Ce succès d'affluence témoigne du mouvement de
rapprochement amorcé depuis une dizaine d'années
entre les collectivités des deux pays. Au-delà
de la participation, la qualité des échanges qui
ont eu lieu à cette occasion renforce l'importance des
5e assises de la coopération décentralisée
qui se tiendront les 13 et 14 octobre à Toulouse.
Le Vietnam occupe une des premières
places au titre des cofinancements pour les projets de coopération
décentralisée. Preuve de l'attention
portée au développement dans ce pays, outre le
ministère des Affaires étrangères, représenté
par Françoise Sellier, assistait à ce colloque,
ouvert par le président du Sénat, Christian Poncelet,
et coprésidé par le ministre des affaires intérieures,
Do Quang Trung, la conseillère chargée de la coopération
décentralisée au cabinet du Premier ministre,
Chantal Moreno.
Au cours des cinq dernières années, en effet,
6,3 millions d'euros au total ont été mobilisés
sur des actions de coopération décentralisée,
pour un total de 86 projets. Une cinquantaine de collectivités
territoriales ont un lien avec un partenaire vietnamien. Parmi
les plus actives et les plus anciennes, puisque son engagement
remonte à 1983, figure la région Nord-Pas-de-Calais
dont les actions de coopération ont connu une accélération
sous la présidence de Marie-Christine Blandin (Verts),
entre 1992 et 1998. Le Nord-Pas-de-Calais, qui développe
des partenariats avec trois régions vietnamiennes - Hué,
notamment avec le festival interculturel, Da Nang et Quang Nam
- plaide pour "une coopération équilibrée
sur l'ensemble du territoire", ainsi que tenait à
le réaffirmer le vice-président du conseil régional,
Eric Renaud.
Une grande majorité des actions de
coopérations concernent les secteurs de la santé,
de l'éducation et de la formation, mais aussi, de plus
en plus, la protection de l'environnement et l'assainissement
urbain, ainsi que l'agriculture. Plusieurs programmes
agroalimentaires ont ainsi été mis en oeuvre,
notamment en matière d'amélioration des semences
de riz ou de farines de nutrition, impliquant des unités
de recherche d'universités françaises, comme celle
de Lille. Dans un autre registre, c'est l'INRA de Corte (Corse)
qui participa à un projet de production porcine de qualité
dans le cadre du programme "Fleuve Rouge". Le séjour
de la délégation française au Vietnam a
permis de visualiser de manière très concrète
la réussite de l'expérience menée conjointement
par la ville de Hanoï et l'Ile-de-France. Dans un premier
temps la région francilienne a contribué à
la modernisation de l'exploitation de réseau de bus urbains
de la capitale du Vietnam. Ainsi depuis quelques mois, circulent,
au milieu du chassé-croisé ininterrompu des vélos
et des mobylettes, des bus rouge et jaune, dont la fréquentation
locale ne cesse d'augmenter. Une ligne expérimentale
de tramway devrait maintenant être mise à l'étude,
toujours en partenariat avec la région Ile-de-France,
et le maire de Hanoï, Huang Van Nguyen, n'a pas caché
son souhait, lorsqu'il a reçu M. Poncelet, que la réalisation
future en soit confiée à un constructeur français
si l'essai s'avérait positif.
La ville de Montreuil (Seine-Saint-Denis), dont le maire, Jean
Pierre Brard, était présent à Hanoï,
a quant à elle mis en place des formes de coopération
originales. Elle développe, en effet, des échanges
triangulaires impliquant à la fois la province de Haï
Duong, au Vietnam, et la région de Kayes, au Mali, dont
de nombreux ressortissants sont installés dans la ville.

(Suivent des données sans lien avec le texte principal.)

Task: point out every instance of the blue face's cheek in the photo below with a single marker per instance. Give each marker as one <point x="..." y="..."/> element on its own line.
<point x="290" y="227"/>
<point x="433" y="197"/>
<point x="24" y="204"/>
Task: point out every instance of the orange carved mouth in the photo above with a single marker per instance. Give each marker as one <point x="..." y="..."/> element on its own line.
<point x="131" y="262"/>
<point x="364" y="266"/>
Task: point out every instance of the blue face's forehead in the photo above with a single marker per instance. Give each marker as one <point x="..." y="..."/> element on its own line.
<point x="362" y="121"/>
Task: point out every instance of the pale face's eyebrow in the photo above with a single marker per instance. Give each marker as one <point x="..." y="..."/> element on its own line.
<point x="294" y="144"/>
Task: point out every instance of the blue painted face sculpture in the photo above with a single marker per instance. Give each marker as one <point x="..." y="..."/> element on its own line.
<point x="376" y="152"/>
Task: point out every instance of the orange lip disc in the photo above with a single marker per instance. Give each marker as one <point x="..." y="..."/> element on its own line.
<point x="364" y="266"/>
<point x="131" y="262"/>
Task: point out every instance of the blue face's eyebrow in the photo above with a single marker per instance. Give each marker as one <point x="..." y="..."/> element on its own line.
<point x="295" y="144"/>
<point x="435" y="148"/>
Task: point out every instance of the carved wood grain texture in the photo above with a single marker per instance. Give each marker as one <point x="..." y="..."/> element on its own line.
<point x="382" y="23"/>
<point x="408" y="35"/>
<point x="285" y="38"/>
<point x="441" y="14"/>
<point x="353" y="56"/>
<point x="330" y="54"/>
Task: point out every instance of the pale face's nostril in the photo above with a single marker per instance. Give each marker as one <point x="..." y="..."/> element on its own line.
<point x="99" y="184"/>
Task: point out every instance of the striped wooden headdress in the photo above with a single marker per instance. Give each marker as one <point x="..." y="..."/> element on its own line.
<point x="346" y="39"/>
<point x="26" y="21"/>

Ce programme porte en premier lieu sur la culture du riz, et
doit permettre de déboucher sur "une coopération
sud-sud". IL pourrait même se développer,
en matière de traitement des ordures ménagères,
avec un partenaire brésilien de la banlieue de Sao-Paulo.
C'est donc une multitude de projets impliquant
des collectivités françaises et vietnamiennes
qui sont actuellement à l'uvre ou à l'étude.
Ce qui n'a pas empêché nombre de participants,
d'un côté comme de l'autre, de critiquer des obstacles
bureaucratiques "et les difficultés de financements
auxquelles les acteurs de terrain continuent de se heurter."
La coopération, ça coûte un peu d'argent,
mais pas des sommes considérables, devait souligner M.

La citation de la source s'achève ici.